The Double Down sandwich has come to Canada.
This news isn't surprising, but in watching the commercial that announced this news, there was one intriguing difference between the U.S. and Canadian versions.
The Canadian commercial mentioned that the sandwich contained "processed cheese." The sign at a KFC location at a Canadian mall said "processed Monterey Jack cheese." (In Canada, processed is pronounced PRO-cessed, unlike the American pronunciation of pro-CESSED.)
The U.S. ads say cheese without mentioning that it is processed. It's the same "cheese" so why the difference? United States' standards from the FDA and USDA to the FTC allows processed cheese product to be labeled as "cheese." Canadian standards don't allow you to do that.
Why would you call it processed cheese if it wasn't? But the better question is why the U.S. allows something that isn't cheese to be called "cheese."
Proper food labeling should be obvious: call the food what it is from an objective standpoint. Unfortunately, U.S. standards strongly discourage this.
Nacho "cheese." Cheese sauce that is portrayed as "cheese." Dairy Management pushing highly processed fat-laden cheese. The government is in the cheese business, but they aren't focused so much on actual cheese.
"There is no food closer to my heart than cheese. In fact, according to my doctor, it has nearly filled my aorta." said Stephen Colbert, who is growing into a food expert, as he mocked the use of cheese in last Tuesday's "Thought for Food."

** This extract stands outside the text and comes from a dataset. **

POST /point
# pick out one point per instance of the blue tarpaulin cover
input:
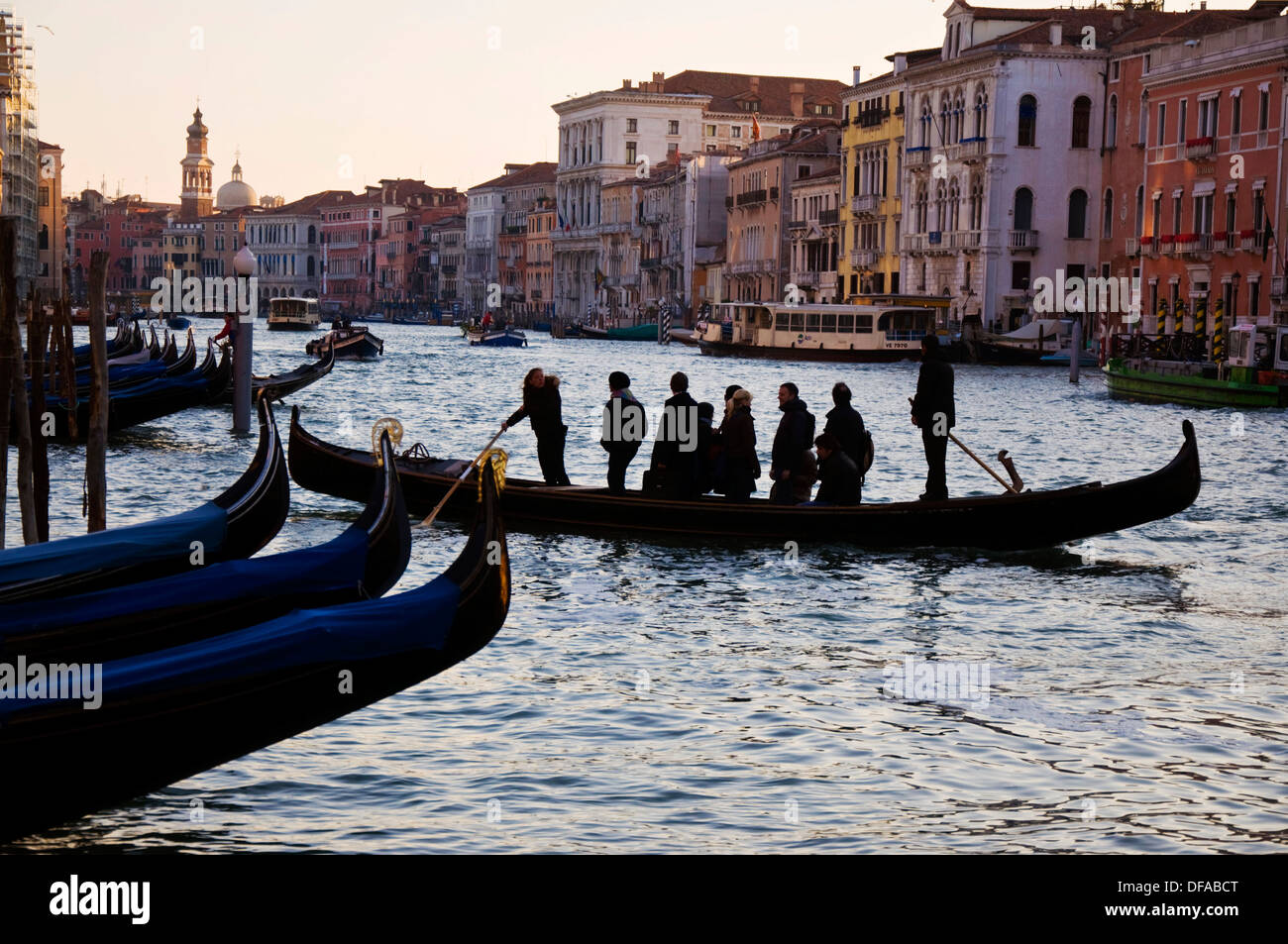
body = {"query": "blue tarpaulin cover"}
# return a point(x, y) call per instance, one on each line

Colbert pulled out a slice of American cheese, straight out of the wrapper. This food is known as American cheese, even if the label clearly states: "pasteurized processed cheese product."
While the label in small print spells out the truth, the food manufacturers are allowed in larger letters to say "American cheese." This isn't cheese. Nacho "cheese" isn't cheese.
Food consumers complain that foods are deceptively portrayed; there will be some of that regardless. But having a system of food standards — not run by the USDA — could be implemented where food has to meet a basic set of rules to be labeled as something that might constitute the product in question.
In other words, we shouldn't call something cheese unless it really is cheese. If processed cheese is processed, we shouldn't be afraid to call that out. We can handle the truth, and the cheese as long as both are real.